Re: RISC again
On Mon, 25 Mar 1996, Andrew Haley wrote:
> RISC instructions are often a bit less dense than CISC. RISC
> processors handle procedures with a variable number of arguments
> perfectly correctly.
I tried to elaborate on this :-)
> That is: the code does the right thing, and it
> does it quickly.
> Compiler writing for RISC architectures is to a large extent a problem
> which has already been solved.

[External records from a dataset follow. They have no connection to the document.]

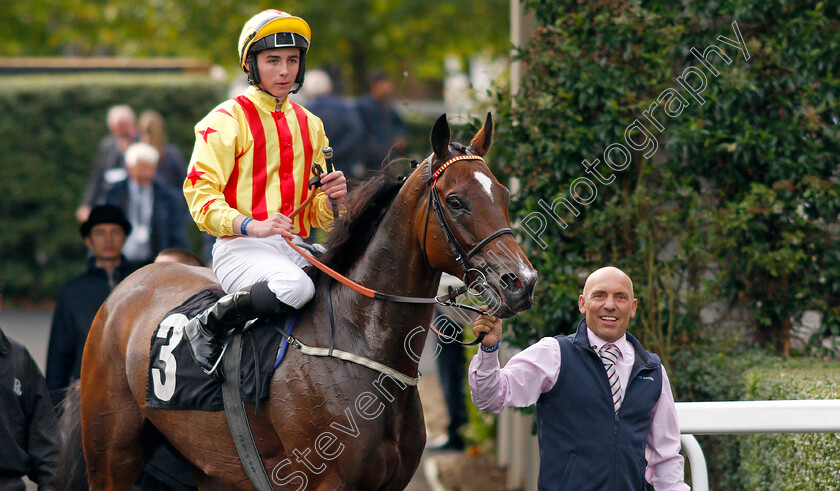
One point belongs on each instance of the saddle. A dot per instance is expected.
(176, 382)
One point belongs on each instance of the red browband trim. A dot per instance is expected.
(452, 161)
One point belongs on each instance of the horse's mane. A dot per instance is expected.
(366, 204)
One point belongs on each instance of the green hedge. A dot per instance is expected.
(51, 127)
(780, 461)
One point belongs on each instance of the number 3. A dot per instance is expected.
(171, 326)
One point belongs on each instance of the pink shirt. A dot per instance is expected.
(536, 369)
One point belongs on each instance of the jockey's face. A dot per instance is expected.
(278, 70)
(105, 241)
(608, 303)
(143, 172)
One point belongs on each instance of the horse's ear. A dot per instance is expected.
(482, 140)
(441, 137)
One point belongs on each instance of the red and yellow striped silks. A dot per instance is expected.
(252, 160)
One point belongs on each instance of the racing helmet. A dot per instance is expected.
(273, 29)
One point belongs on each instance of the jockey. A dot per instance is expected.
(249, 170)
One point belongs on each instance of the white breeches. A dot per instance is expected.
(240, 262)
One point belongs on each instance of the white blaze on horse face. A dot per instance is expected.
(486, 183)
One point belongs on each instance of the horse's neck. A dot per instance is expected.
(393, 263)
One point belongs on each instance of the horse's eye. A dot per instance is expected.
(454, 202)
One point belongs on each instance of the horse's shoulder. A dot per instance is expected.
(163, 282)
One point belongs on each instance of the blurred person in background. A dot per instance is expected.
(104, 234)
(384, 129)
(179, 255)
(27, 420)
(172, 168)
(164, 471)
(341, 122)
(156, 211)
(122, 129)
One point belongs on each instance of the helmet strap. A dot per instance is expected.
(301, 73)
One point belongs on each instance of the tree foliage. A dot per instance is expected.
(404, 37)
(732, 217)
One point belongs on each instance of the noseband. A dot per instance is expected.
(461, 255)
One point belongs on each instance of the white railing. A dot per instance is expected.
(517, 448)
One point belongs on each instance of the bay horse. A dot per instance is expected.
(327, 423)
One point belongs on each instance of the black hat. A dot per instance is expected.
(105, 214)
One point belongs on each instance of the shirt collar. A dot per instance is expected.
(265, 101)
(596, 343)
(5, 344)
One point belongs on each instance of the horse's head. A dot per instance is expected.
(464, 228)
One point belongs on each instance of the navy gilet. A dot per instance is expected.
(584, 444)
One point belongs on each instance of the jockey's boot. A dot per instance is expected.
(207, 331)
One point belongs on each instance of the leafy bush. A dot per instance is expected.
(51, 127)
(730, 373)
(779, 461)
(736, 201)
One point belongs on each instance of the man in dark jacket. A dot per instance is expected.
(26, 419)
(78, 301)
(156, 211)
(384, 129)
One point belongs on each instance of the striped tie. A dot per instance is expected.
(609, 356)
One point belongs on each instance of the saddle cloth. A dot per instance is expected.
(176, 382)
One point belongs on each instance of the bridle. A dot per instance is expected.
(462, 256)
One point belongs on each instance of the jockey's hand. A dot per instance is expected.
(491, 325)
(276, 224)
(334, 185)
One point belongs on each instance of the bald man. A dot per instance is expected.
(605, 416)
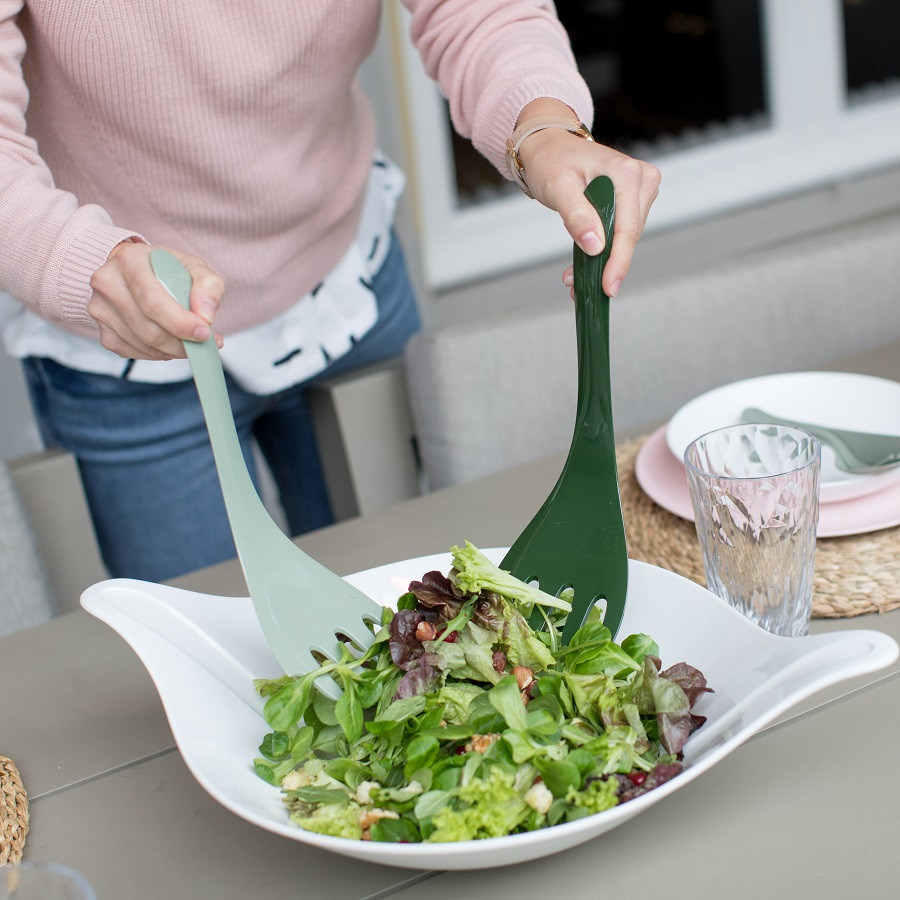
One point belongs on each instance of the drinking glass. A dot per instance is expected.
(43, 881)
(755, 493)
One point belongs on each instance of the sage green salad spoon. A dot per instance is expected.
(303, 607)
(856, 452)
(577, 538)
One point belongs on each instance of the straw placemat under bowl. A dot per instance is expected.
(13, 813)
(853, 575)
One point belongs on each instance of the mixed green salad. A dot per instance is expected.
(461, 722)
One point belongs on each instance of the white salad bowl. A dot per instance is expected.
(203, 652)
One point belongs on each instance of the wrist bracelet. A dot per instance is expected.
(528, 128)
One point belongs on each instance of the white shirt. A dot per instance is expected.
(269, 357)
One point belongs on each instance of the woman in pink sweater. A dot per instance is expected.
(236, 135)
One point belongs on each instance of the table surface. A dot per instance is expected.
(806, 808)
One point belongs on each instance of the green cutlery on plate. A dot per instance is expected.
(855, 452)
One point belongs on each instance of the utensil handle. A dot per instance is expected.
(206, 364)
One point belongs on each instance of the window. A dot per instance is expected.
(737, 101)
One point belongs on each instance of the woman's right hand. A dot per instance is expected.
(137, 317)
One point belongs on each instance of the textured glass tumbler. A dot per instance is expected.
(755, 493)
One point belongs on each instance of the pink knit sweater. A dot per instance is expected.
(228, 129)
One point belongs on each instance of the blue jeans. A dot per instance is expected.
(145, 458)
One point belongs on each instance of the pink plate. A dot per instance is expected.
(662, 478)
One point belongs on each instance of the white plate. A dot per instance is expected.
(203, 651)
(839, 399)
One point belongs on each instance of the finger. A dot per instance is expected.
(207, 289)
(635, 192)
(160, 318)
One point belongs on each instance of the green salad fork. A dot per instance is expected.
(577, 537)
(304, 608)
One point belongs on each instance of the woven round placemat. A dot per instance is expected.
(853, 575)
(13, 813)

I use such a compiler every day: the
> code it generates isn't perfectly optimum, but it is correct. (In
> fact that's not quite true; I have experienced one optimizer bug which
> generated incorrect code in the course of three years' programming.)

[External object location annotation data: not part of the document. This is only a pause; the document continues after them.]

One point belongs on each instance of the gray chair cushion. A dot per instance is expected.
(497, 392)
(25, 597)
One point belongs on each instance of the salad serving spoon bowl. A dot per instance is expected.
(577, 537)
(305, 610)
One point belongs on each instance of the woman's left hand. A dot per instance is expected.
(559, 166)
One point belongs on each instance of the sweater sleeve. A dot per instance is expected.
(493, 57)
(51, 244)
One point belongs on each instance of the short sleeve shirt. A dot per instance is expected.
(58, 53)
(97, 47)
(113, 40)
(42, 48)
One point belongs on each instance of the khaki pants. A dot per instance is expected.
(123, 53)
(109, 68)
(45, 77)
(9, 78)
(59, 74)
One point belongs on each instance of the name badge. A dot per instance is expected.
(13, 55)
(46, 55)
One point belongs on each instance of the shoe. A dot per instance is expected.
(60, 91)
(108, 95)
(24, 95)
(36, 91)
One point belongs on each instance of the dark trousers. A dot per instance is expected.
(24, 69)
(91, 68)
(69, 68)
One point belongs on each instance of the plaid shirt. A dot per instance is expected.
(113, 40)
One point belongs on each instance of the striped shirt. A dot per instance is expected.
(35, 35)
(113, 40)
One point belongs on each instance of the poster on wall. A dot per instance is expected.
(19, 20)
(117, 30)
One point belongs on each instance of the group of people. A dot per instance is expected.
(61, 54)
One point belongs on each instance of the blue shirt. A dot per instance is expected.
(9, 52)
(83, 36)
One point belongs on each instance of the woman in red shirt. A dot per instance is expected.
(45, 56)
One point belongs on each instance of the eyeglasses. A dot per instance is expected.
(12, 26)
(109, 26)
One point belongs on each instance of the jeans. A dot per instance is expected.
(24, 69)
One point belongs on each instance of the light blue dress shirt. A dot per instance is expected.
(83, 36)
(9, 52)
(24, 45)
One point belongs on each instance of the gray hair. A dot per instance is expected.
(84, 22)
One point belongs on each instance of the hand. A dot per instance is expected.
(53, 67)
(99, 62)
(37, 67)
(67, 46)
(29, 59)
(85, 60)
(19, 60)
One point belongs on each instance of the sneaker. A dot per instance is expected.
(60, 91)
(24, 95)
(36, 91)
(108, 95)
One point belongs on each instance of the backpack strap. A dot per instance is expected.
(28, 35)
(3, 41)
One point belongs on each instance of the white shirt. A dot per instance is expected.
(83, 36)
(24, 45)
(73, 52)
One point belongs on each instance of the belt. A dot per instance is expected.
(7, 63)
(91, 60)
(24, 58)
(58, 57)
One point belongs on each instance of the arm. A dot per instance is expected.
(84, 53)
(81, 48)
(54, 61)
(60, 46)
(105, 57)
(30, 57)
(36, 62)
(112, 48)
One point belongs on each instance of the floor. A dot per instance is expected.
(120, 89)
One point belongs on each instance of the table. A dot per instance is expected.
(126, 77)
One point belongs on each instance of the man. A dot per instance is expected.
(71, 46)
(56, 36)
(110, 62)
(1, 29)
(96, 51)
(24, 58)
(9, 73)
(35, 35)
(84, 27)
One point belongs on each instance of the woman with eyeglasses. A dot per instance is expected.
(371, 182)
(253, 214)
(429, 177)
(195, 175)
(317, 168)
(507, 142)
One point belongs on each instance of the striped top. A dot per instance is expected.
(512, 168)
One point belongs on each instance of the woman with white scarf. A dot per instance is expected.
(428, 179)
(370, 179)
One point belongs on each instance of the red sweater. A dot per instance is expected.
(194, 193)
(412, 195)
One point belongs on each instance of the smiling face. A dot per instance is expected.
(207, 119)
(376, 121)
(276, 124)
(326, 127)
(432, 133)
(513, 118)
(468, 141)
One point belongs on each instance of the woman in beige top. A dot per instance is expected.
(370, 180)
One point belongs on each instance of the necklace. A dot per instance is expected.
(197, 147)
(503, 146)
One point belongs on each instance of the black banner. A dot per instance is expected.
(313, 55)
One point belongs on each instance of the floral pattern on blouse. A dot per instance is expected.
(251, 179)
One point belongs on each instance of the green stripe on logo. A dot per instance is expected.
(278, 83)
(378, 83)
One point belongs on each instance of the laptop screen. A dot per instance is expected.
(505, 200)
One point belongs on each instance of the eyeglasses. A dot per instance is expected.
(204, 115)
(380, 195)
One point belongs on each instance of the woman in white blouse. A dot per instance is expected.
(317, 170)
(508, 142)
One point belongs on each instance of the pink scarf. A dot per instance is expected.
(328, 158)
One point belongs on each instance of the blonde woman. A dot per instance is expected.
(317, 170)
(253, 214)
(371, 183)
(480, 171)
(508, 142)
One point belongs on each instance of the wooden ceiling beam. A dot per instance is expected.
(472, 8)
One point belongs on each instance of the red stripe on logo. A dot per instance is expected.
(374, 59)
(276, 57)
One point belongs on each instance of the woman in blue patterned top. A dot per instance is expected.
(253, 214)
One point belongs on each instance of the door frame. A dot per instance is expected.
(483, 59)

Actually, to the things that matter most -- loop unrolling for floating
point routines -- they are very bad (well, the SGI MIPS compiler for IRIX
5.3) The compiler, given the following C code, produces either far from
optimal machine code, or _incorrect_ code, depending on the switches you
feed it:
/*
* Calculate the dot product of two samples
*/
double ddot(double *v1, double *v2, int n){
int i;
double acc;
for(acc=0,i=0; i<n; i++) acc+=v1[i]*v2[i];
return(acc);
}
This is not a staement about RISC per se, it only says, that the problem
of RISC C compiler writing is far from being solved.